AKP halklara savaş açıyor. Savaş hükümeti olarak yoluna devam ediyor. Bu savaşın bir yanı ölüm, diğer yanı yoksulluk!
Erdoğan-Davutoğlu ikilisi savaş naraları atıyor. Ortadoğu’da ABD taşeronluğu yapıyor. Suriye’de iç savaşı körüklemeye çalışıyor. Suriye halkına dönük katliama silah, cephane, para ve cihatçı taşıyor. Topraklarımızda eğitim kampları açarak silahlı katilleri besliyor. Sınırda yaşayan halkımızı ise muhaliflere kalkan yapıyor. Son örnek, sığınmacılar için daha gelmeden kamplar kuran AKP’nin bir iki kilometre dahi içeri taşımayıp ateş altında bıraktığı Akçakale’de yaşamını yitiren insanlarımızdır.
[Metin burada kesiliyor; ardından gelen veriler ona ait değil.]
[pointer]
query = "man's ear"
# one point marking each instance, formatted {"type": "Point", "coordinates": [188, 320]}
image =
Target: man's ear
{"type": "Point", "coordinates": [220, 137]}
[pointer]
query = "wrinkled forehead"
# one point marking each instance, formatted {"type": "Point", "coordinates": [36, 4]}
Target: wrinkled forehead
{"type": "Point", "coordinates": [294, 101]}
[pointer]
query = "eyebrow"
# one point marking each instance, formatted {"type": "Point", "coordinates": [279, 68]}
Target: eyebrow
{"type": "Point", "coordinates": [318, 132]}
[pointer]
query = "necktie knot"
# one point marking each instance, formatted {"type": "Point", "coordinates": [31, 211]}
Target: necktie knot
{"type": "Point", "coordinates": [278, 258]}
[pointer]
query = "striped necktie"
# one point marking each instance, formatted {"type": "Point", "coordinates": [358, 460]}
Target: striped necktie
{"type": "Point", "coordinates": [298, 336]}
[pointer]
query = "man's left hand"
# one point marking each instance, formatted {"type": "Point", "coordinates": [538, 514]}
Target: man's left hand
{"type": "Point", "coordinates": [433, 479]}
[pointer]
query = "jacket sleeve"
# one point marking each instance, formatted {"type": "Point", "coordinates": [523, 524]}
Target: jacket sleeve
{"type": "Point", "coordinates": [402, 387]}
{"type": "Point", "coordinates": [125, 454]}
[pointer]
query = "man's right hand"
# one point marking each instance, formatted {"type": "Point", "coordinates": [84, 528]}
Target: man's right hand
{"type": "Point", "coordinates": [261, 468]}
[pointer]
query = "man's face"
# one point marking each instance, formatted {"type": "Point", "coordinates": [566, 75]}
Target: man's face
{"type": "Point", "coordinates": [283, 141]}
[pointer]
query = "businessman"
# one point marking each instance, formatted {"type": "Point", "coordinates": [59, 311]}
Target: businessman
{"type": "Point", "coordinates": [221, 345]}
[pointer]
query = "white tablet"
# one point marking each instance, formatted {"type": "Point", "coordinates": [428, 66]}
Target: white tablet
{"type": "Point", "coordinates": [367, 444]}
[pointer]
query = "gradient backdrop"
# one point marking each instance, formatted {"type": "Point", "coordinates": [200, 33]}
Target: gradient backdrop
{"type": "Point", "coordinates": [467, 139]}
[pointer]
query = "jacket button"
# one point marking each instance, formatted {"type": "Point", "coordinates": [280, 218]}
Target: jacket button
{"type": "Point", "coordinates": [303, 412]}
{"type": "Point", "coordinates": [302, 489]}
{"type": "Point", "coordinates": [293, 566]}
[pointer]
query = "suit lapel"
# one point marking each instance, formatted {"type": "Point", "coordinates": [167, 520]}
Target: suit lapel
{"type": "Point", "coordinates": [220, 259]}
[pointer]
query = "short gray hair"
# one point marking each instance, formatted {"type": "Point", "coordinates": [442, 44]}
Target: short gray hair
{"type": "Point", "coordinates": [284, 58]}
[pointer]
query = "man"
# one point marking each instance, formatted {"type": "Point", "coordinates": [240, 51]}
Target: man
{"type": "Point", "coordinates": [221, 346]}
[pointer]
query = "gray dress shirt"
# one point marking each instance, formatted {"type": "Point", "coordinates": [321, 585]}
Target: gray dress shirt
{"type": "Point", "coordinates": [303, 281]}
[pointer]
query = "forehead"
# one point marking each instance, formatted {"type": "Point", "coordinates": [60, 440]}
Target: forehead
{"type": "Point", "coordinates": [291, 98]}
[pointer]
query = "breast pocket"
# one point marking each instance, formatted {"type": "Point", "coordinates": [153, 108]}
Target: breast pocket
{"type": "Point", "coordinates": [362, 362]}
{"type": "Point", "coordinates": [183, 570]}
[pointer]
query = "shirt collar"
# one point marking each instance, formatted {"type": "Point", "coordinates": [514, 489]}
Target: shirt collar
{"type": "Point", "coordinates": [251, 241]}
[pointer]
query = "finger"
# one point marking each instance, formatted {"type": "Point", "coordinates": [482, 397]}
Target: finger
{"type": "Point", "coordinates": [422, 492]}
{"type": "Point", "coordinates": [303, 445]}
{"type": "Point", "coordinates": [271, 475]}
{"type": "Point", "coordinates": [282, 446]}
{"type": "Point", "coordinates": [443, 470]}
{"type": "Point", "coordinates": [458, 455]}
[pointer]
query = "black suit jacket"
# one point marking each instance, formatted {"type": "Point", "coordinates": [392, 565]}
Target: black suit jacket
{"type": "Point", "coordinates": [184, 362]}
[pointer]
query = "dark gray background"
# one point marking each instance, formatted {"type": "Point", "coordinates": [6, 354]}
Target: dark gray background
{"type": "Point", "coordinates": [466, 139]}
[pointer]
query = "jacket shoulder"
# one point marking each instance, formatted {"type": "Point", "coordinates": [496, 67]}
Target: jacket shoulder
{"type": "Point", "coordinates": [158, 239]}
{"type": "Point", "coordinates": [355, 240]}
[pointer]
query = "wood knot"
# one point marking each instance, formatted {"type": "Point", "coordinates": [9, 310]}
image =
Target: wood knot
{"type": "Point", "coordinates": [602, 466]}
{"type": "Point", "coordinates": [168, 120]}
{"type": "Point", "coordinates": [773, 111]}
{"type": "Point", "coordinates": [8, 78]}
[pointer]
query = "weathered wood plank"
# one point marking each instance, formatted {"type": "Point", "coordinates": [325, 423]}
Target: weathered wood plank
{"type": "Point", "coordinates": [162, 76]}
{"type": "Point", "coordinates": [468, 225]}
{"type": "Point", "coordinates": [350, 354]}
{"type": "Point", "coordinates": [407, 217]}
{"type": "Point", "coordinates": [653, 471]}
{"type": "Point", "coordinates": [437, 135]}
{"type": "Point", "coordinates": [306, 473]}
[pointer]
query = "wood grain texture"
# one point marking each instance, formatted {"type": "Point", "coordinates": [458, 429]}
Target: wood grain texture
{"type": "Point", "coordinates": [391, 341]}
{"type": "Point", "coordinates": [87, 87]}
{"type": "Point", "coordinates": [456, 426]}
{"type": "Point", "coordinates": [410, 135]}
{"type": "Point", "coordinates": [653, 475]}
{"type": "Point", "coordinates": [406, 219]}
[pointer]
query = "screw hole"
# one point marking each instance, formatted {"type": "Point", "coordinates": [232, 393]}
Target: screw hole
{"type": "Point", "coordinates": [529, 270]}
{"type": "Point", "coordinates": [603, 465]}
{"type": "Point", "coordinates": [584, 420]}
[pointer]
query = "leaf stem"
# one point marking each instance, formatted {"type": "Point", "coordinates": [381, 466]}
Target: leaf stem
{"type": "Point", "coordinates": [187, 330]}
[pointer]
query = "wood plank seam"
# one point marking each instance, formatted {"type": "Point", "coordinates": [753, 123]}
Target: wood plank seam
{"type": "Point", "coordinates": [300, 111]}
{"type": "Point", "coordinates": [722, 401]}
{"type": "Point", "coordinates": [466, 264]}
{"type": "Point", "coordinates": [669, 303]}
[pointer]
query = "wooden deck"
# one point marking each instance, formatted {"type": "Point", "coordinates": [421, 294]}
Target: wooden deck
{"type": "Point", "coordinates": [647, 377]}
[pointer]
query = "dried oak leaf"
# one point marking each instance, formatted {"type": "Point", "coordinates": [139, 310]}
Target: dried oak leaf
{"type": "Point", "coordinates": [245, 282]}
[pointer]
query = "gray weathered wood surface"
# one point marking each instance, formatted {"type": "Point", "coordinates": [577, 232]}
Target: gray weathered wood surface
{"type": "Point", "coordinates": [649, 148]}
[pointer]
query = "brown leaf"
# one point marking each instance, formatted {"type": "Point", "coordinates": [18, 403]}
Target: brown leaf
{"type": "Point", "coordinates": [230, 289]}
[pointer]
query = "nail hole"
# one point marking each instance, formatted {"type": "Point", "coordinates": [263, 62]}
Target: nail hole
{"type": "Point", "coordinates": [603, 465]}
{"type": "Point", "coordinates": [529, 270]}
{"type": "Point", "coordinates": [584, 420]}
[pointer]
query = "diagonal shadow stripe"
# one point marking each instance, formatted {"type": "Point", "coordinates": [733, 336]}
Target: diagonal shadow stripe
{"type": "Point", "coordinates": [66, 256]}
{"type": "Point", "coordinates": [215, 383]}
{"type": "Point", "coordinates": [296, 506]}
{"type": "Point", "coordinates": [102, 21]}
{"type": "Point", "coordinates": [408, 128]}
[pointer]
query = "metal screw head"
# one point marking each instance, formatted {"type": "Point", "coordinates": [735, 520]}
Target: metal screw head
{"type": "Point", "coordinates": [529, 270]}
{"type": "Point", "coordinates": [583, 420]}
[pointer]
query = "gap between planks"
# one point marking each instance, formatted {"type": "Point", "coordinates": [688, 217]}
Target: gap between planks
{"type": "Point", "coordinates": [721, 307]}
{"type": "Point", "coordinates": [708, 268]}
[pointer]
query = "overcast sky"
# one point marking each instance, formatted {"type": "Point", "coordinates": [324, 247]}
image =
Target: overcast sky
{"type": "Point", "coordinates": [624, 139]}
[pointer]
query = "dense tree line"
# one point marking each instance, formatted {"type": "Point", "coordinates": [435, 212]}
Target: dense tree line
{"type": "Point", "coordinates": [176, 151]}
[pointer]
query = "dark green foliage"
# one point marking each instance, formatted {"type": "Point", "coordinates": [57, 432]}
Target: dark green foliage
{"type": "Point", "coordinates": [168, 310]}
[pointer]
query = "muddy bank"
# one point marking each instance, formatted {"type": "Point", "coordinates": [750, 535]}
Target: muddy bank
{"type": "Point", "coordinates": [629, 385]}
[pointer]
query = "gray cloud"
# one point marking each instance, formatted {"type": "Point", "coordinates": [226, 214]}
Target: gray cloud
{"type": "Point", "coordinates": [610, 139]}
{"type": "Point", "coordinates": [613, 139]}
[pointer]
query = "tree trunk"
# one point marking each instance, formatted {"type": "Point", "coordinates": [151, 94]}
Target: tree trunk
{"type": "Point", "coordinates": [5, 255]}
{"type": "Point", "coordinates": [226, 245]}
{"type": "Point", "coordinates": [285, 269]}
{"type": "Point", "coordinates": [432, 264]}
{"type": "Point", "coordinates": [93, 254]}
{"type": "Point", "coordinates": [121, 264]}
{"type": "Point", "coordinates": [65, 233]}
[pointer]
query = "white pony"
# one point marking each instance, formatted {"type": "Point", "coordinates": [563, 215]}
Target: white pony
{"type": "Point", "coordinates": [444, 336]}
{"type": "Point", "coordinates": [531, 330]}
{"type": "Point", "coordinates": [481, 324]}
En son bir de bölgede sıcak savaş çıkarmak için Meclis’ten tezkere adı altında sözde izin koparttılar. Karadeniz’deki çay üreticisinin, Ege’deki tütün üreticisinin, Çukurova’daki pamuk üreticisinin Suriye’deki iç savaştan, Suriye’ye açılacak savaştan ne çıkarı olabilir? Taşerona mahkum, güvencesizliğe prangalı, tok karnına uyumayı hayal eden işçiler, hergün erkek şiddetiyle yaşamlarını kaybeden kadınlar AKP’nin savaş politikalarından ne umabilir?
4+4+4’ün mağduru olmuş öğrencilerin, velilerin, Milli Eğitim Bakanı'nın emireri haline getirilmek istenen öğretmenler bu savaştan ne ne çıkarı var? Hiçbir şey.
Ama bu savaştan umudu olan birileri var! Emperyalistler, silah tacirleri, vurguncular, kara paracılar, rantçılar… Bir de kraldan daha çok kralcı olan Tayyipler, Ahmet Davutoğlu gibileri...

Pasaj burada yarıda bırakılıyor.